While his books captivated millions of readers around the world, Frank McCourt, who died Sunday after a recent health battle, spent the earlier part of his life enthralling a smaller but no less impressionable group of people: his students in the New York City public school system, where he taught for 30 years.

It was when the Brooklyn-born, Ireland-raised McCourt reached his 60s that he decided to put memories of his impossibly impoverished childhood in Limerick – and his mother Angela – to paper, and the result was Angela’s Ashes, published in 1996 to acclaim and awards, including the Pulitzer and the National Book Award. In 2005, his Teacher Man affectionately chronicled his hurdles and triumphs as a teacher.

Now, his former pupils are returning the favor, remembering McCourt as “a legend in the halls,” according to a woman who identifies herself only as Nicole on a New York Times blog dedicated exclusively to remembering the 78-year-old author.

“I still remember the first day of English class, and the only time Mr. McCourt assigned us a book to read for the entire term,” recalls another graduate of McCourt’s, Agatha Ariola. ” ‘You will read, Thomas Wolfe’s You Can’t Go Home Again,’ he had said in a melodic accent that I, a sheltered, first-generation Asian-American, found so refreshing from the harsh Queens accent I often heard on the 45-minute subway commute to Stuyvesant HS.”

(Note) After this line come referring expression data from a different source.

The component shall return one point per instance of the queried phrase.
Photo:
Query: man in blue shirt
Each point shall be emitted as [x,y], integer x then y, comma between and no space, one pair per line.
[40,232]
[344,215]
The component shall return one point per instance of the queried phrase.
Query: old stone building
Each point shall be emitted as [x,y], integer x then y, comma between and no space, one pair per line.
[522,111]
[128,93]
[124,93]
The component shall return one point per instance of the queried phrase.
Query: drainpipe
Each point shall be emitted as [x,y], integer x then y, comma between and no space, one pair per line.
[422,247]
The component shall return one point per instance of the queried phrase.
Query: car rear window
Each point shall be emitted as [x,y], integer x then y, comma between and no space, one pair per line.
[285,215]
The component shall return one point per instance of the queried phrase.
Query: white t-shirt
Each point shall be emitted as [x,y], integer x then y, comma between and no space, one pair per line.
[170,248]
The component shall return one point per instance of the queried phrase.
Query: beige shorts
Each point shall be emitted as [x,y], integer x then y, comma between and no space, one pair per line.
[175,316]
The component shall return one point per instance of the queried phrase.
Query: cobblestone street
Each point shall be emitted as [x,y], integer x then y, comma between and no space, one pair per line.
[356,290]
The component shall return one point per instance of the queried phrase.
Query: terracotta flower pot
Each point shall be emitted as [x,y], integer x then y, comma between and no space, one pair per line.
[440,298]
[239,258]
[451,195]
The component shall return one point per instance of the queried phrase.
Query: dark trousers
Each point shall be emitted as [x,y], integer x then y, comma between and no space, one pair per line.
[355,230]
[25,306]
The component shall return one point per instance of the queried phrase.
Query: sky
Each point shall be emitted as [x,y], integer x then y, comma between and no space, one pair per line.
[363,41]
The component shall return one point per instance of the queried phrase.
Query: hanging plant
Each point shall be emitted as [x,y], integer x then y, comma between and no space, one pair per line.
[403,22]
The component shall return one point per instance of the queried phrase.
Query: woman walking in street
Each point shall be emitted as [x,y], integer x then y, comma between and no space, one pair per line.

As Ariola further recalls, “Class was 40 minutes of storytelling by this wonderfully gifted and engaging author, and I was encouraged to write from my own voice as a child of immigrant parents. Although my creative writing is now mostly kept in my journals for personal reading, Mr. McCourt left me with the legacy and appreciation of family, and the desire to go out into the world and seek the experiences that create memories.”

Public Memorial Planned

In terms of his teaching style, McCourt “laughed and sneered, entertained and enthralled me and 30 other kids, says “Diane,” from the class of 1986. “We read You Can’t Go Home Again and My Papa’s Waltz, wrote children’s stories, sang songs and assigned ourselves our own grades (0-100). His writings truly capture the magic of his classroom. He was a good soul and will be missed.”

As another legend, veteran New York newspaper columnist Jimmy Breslin, put it to the Daily News for its Monday editions: “”He never hurt another human being that I know of. This guy was real from the go. And so he’s a real loss to the city because there’s nobody with his backbone to replace him.”

McCourt’s students – and his other fans – will have a chance to pay him tribute at a pubic memorial, being planned for September, says younger brother Malachy McCourt.